Sovereign Citizen movement:

http://www.adl.org/learn/ext_us/SCM.asp?xpicked=4


----------



## tellner (May 22, 2010)

Wow! People who aren't Brown can be part of a terrorist conspiracy.


----------



## sgtmac_46 (May 22, 2010)

tellner said:


> Wow! People who aren't Brown can be part of a terrorist conspiracy.


 
Really........that's where you want to go with this?


----------



## jks9199 (May 22, 2010)

Got news for those unaware...  We've had more terrorist attacks within the US from white supposed-Christians than from Muslims of any stripe.  They do tend to be issue-based (the Animal Liberation Front or anti-abortion, for example) more than religious... And that's not even getting into the KKK and other similar groups in the 50s and 60s.

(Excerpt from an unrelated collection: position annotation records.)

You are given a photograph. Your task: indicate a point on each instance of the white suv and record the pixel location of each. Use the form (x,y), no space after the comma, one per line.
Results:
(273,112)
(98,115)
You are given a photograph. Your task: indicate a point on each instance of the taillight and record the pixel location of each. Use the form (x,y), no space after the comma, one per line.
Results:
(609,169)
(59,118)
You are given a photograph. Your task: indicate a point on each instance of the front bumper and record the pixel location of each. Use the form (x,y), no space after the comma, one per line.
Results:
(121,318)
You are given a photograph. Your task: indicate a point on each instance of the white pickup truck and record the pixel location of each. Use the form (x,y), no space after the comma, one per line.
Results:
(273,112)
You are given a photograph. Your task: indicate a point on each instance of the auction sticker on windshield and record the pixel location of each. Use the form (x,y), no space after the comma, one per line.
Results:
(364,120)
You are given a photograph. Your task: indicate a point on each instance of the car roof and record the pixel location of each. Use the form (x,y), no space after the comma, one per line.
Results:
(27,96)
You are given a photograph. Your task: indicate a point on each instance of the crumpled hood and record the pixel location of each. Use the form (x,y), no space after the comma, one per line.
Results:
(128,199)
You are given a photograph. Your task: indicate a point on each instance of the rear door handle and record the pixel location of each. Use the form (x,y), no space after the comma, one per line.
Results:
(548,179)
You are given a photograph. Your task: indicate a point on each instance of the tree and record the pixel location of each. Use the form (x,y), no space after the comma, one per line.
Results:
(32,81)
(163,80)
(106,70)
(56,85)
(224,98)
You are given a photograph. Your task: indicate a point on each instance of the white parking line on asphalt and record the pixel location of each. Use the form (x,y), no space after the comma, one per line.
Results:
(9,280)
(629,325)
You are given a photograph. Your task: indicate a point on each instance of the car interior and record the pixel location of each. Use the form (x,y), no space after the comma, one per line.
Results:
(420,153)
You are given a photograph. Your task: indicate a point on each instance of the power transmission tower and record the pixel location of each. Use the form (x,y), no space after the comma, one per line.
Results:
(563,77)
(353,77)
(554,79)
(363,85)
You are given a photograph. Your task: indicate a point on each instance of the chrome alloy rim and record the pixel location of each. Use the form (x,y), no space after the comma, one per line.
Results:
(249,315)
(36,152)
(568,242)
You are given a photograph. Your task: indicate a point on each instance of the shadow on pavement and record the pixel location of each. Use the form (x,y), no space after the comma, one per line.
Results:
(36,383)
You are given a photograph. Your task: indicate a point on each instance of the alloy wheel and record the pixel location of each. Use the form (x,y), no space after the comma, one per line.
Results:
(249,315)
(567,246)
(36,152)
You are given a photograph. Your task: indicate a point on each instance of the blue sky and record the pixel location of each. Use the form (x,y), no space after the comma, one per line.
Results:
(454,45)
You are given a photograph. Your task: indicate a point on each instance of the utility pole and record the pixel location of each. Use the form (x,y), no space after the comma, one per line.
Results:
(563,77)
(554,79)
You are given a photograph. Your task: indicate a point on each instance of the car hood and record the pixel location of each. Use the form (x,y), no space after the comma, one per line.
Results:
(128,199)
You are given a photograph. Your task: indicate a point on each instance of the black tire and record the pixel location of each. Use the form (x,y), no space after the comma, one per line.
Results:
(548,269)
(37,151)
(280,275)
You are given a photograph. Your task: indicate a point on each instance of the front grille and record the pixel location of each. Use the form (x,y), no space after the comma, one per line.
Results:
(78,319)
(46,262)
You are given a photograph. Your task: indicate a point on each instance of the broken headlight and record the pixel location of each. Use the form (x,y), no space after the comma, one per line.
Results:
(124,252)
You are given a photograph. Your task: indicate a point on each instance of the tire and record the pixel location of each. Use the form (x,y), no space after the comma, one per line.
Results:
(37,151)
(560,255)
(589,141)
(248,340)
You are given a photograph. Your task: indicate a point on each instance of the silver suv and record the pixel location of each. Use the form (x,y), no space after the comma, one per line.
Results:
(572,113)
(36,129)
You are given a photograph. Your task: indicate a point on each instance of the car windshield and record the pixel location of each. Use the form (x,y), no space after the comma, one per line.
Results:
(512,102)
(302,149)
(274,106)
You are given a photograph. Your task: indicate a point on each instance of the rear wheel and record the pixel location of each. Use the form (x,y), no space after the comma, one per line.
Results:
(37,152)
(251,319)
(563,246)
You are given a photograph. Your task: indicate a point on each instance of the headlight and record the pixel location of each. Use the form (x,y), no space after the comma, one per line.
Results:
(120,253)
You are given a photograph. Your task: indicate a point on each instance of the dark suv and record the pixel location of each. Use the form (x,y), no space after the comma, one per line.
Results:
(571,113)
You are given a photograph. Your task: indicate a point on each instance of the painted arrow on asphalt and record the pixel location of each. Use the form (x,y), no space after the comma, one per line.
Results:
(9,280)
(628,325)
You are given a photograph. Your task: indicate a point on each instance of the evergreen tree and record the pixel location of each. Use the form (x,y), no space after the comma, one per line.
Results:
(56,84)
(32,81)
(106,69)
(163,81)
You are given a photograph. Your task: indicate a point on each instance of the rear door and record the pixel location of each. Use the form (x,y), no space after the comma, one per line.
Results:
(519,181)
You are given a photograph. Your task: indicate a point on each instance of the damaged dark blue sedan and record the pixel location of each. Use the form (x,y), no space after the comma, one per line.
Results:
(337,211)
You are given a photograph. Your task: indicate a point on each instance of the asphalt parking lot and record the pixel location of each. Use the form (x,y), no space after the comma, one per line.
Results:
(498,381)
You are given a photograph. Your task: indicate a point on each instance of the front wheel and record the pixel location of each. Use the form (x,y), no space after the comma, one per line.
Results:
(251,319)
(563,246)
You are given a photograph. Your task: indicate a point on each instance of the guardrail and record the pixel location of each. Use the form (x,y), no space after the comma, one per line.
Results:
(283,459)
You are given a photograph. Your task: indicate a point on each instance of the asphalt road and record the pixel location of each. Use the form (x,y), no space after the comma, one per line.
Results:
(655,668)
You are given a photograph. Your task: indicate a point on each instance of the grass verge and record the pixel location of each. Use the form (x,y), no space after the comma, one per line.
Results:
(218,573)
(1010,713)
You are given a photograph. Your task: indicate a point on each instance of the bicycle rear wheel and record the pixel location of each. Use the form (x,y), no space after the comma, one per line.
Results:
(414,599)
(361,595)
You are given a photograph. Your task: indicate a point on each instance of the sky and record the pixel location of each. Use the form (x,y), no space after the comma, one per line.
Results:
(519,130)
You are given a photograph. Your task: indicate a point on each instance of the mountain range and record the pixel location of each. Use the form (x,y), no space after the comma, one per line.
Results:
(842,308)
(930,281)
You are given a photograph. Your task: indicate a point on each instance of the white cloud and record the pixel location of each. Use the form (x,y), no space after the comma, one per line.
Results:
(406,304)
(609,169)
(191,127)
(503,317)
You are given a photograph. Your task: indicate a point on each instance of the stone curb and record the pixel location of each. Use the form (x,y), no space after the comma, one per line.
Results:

And the Sovereign Citizen movements and similarly motivated militias and the like... they're definitely out there.  And they're very scary.


----------



## MJS (May 22, 2010)

First and foremost, my thoughts and prayers go out to the officers, and the families.  As for this nutjob...I have to wonder how much past interaction he's had with the police.  According to the article it said that he had a long history with them.  I'm almost inclined to bet that he has a long rap sheet and probably should've been locked up a long time ago.


----------



## sgtmac_46 (May 22, 2010)

jks9199 said:


> Got news for those unaware... We've had more terrorist attacks within the US from white supposed-Christians than from Muslims of any stripe. They do tend to be issue-based (the Animal Liberation Front or anti-abortion, for example) more than religious... And that's not even getting into the KKK and other similar groups in the 50s and 60s.
> 
> And the Sovereign Citizen movements and similarly motivated militias and the like... they're definitely out there. And they're very scary.


 
That's true.......I recall some terrorists who tried to blow up police stations in the 1960s and 1970s.  I think one of them is a good friend of the President's.


----------